Celebrated pianist Rhiannon Maddox disagreed with Choy's disqualification, almost withdrawing in protest at one point in the evening. “If we're committed to rewarding artistry in this competition, it seemed a travesty to disqualify this unique performance based on a technicality.”
Although she failed to win the top prize, Wendy Choy's performance of Charles Drummond's Sonata in A Minor has generated a flurry of interest from Oxford musicians and concertgoers who are keen to know more about the haunting melody and distinctive, modern harmonies written by a young local teen whose life ended four years ago in a car accident. Perhaps most intriguing and bizarre are the claims by Miss Choy of the “paranormal” means by which she and her best friend, Gilda Joyce, a self-proclaimed “psychic investigator,” discovered the music.

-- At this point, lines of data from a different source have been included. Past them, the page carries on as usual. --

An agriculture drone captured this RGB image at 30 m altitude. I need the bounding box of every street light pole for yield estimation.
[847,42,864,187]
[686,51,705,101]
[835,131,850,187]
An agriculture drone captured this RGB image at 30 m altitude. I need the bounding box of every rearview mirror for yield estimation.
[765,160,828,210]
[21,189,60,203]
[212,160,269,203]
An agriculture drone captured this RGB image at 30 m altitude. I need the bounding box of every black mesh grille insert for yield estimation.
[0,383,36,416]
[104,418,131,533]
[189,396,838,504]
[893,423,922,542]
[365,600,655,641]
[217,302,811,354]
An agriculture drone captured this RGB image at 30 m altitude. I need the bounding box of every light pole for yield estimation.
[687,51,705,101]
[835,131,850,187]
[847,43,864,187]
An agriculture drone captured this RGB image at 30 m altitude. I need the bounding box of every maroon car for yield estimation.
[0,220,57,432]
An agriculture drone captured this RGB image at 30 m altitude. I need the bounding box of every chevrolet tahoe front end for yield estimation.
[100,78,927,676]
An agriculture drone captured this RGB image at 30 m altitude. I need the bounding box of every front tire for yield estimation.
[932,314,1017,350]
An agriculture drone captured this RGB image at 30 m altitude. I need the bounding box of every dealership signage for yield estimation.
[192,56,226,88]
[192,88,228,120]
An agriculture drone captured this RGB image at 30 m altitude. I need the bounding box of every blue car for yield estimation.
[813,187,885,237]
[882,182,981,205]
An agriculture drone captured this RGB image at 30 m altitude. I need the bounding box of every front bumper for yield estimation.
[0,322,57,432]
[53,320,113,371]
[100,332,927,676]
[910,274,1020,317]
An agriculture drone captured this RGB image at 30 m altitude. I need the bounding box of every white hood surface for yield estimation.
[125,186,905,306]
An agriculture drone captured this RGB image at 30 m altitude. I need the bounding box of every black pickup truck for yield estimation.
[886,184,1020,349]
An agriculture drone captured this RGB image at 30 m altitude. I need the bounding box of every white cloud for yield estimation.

“If I couldn't vouch for the authenticity of this music myself,” Nigel Waldgrave commented, “I would have assumed this was merely an attention-seeking prank. As it stands, I have to acknowledge the possibility that these two girls had some psychic connection with a dead musician.”
“This experience has changed me,” Wendy Choy noted. “I didn't win the competition, but it made me see music differently. . . . I guess as something more interesting and mysterious than I realized.”
Gilda Joyce, who also served as a page-turner for the competition, lamented her best friend's loss of the winning prize, but offered their investigative services to potential clients throughout the British Isles at “reasonable rates.”
“Solving mysteries is what we do,” said Miss Joyce. “And we're always willing to travel.”